While the results of applying the formula may be troubling in some cases, they are not absurd and do not justify deviating from the plain language of the statute. The Eleventh Circuit Court of Appeals recently cautioned courts against crossing into congressional territory by attempting to "fix" or "improve" statutes. Bracewell v. Kelley (In re Bracewell), 454 F.3d 1234, 1246 (11th Cir.2006). It is for Congress to decide whether the inequities produced by application of a strict formula are preferable to the inequities that may result from a judge's use of discretion after considering all the facts. As one court explained, Congress has, provided "detailed and inflexible" definitions

particularly as to expenses and deductions for above-median-income debtors. As to such debtors, it appears that Congress intended to adopt a specific test to be rigidly applied rather than a standard to be applied according to the facts and circumstances of the case. Calculating "disposable income" for above-median-income debtors . . . is now separated from a review of Schedules I and J and no longer turns on the court's determination of what expenses are reasonably necessary for the debtor's support.

Barr, 341 B.R. at 185.

CONCLUSION

For the foregoing reasons, the Court holds the plain language of § 1325(b) requires an above-median-income debtor's projected disposable income to be determined in accordance with current monthly income minus expenses set forth in the means test in § 707(b). In other words, Debtors' are not obligated to pay more than the disposable income calculated on Form B22C. This applies regardless of any known changes in Debtors' expenses, such as satisfaction of their two 401(k) loans.[4] Because Debtors' plan proposes monthly payments exceeding their disposable income, American Express's objection to confirmation will be overruled.

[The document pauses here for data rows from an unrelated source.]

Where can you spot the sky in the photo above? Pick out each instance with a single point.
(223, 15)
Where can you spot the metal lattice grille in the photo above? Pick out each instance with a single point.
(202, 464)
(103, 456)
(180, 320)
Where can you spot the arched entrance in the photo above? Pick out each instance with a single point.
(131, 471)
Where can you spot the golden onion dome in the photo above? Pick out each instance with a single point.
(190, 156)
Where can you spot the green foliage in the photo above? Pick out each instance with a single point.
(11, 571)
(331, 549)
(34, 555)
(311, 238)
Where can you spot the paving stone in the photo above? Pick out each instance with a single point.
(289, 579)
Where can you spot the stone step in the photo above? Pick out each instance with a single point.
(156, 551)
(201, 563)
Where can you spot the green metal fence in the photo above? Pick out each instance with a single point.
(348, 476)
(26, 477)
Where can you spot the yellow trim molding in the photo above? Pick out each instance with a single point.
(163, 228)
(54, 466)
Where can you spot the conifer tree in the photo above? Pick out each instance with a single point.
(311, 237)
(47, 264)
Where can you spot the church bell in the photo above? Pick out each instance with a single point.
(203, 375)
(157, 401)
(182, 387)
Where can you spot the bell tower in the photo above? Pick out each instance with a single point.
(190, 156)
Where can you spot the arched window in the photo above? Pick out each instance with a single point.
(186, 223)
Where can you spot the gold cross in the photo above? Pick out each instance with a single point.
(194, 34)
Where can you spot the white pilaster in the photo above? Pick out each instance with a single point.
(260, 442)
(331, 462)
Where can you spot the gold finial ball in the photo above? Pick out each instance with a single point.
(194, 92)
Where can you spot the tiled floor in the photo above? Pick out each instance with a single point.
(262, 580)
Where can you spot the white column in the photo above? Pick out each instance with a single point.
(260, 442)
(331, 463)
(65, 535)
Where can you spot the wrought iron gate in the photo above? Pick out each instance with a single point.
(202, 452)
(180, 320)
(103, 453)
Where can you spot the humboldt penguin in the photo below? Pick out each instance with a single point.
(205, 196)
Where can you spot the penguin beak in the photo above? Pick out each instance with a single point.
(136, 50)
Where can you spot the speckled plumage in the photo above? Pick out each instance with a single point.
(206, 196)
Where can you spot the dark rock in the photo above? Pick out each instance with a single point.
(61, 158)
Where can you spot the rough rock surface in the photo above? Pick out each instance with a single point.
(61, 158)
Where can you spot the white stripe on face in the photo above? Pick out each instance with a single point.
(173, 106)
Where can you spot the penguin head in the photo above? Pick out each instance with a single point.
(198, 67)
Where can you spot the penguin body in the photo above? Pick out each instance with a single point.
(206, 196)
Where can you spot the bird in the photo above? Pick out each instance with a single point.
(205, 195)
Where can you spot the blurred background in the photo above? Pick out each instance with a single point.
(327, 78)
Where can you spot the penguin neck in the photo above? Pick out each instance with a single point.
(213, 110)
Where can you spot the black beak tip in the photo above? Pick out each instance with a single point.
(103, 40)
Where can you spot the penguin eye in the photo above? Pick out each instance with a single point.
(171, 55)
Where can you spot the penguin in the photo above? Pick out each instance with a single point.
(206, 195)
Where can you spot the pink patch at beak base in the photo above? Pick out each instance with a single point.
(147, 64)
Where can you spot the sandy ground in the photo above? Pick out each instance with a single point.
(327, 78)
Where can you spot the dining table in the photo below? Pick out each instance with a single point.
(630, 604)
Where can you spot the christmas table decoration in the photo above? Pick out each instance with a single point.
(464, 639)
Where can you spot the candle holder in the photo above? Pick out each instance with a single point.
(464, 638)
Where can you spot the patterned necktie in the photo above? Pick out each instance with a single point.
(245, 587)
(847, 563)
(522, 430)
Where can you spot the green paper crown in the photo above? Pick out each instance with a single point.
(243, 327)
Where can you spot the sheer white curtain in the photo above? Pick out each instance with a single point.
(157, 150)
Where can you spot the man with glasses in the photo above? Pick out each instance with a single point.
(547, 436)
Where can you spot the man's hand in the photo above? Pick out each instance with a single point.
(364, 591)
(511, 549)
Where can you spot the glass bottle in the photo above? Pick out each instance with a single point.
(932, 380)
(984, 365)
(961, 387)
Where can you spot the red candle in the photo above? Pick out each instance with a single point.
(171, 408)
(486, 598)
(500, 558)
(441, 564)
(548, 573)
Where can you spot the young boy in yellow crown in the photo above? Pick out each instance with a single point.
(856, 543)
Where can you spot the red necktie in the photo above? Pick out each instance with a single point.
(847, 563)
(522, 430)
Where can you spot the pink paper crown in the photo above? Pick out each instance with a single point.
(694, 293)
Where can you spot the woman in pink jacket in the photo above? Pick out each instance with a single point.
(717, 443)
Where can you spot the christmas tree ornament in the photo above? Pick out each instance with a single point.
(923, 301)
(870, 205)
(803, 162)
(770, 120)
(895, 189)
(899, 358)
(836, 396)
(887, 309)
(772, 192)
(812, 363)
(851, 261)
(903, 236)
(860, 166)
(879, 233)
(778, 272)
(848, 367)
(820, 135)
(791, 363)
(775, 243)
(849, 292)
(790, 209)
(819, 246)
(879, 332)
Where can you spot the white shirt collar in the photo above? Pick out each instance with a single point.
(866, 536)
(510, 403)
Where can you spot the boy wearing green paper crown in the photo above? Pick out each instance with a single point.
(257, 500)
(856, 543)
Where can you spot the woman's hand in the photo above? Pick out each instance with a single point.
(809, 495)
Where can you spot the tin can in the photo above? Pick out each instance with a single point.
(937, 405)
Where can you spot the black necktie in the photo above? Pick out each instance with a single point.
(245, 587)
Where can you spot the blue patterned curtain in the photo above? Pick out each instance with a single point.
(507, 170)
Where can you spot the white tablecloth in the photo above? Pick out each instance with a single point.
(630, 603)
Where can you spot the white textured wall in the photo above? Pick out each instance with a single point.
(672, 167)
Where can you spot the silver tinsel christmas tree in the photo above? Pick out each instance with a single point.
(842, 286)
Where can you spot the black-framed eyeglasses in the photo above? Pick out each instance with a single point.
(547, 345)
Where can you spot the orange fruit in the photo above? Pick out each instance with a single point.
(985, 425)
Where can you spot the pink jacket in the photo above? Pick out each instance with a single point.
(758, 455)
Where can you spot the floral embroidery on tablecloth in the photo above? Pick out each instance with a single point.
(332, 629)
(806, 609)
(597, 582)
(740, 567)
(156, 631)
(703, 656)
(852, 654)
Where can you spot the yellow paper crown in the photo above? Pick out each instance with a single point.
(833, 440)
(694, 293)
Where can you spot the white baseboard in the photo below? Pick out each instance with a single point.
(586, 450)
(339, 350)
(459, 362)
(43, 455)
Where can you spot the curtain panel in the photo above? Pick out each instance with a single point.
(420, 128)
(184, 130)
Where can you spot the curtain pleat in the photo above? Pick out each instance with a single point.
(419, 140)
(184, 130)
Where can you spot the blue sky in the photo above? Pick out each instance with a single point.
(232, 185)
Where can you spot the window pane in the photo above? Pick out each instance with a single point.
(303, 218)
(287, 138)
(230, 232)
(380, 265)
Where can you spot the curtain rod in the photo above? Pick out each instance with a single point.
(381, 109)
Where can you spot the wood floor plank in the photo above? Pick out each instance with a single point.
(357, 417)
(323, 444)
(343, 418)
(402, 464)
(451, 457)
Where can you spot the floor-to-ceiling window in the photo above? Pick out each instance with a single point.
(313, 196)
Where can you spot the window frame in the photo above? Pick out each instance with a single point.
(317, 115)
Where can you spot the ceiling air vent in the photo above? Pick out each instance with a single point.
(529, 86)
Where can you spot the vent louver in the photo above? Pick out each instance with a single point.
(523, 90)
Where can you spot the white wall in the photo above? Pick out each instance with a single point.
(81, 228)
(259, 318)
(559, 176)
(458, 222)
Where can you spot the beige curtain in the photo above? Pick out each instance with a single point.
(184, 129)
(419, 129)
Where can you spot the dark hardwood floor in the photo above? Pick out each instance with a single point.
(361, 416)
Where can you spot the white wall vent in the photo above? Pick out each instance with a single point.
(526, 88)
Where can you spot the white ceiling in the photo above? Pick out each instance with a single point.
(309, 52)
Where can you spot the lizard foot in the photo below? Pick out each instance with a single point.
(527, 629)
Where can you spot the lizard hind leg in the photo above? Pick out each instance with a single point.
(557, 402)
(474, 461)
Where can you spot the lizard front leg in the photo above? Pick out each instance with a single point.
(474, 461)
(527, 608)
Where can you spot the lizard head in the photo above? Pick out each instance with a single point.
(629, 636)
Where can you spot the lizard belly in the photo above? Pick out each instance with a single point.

An Order in accordance with this Opinion will be entered on this date.

NOTES

[1] The Bankruptcy Abuse Prevention and Consumer Protection Act of 2005 ("BAPCPA").

[2] The definition in § 1325(b)(3) of "amounts reasonably necessary" for the support or maintenance of the debtor in calculating disposable income specifically references § 707(b)(2)(B). Miller, 361 B.R. at 235 ("Under § 707(b)(2)(B), the court may consider special circumstances that make `such expenses or adjustments to income necessary and reasonable.'"); see also In re Kolb, 366 B.R. at 810-12 (Bankr.S.D.Ohio 2007). Special circumstances warranting adjustment of income or expenses may include a serious health problem or active military duty. 11 U.S.C. § 707(b)(2)(B)(i).

[3] As one court has noted, the scanty legislative history of BAPCPA has limited value as a tool of interpretation due to the lack of a conference committee report or similar report representing the full membership of Congress. Kolb, 366 B.R. at 808-09. The only available report, the House Judiciary Report "'represents only a view of members of one committee of one house of the federal bicameral legislature'" and does little more than paraphrase or recite the statutory text. Id. (quoting In re Sorrell, 359 B.R. 167, 176 (Bankr. S.D.Ohio 2007)). The report "`often contains a mere recitation of the eventually enacted statutory text and adds little, if any, assistance to the court's efforts in determining Congress's intent.'" Id. (quoting Sorrell, 359 B.R. at 176).

[4] Section 707(b)(2)(A)(iii) requires payment of secured claims to be calculated over a 60 month period, even if they will be satisfied in less time. Therefore, Debtors' projected disposable income takes into account full payment of their 401(k) loans, and additional adjustments need not be made once the loans are satisfied. See Brady, 361 B.R. at 775.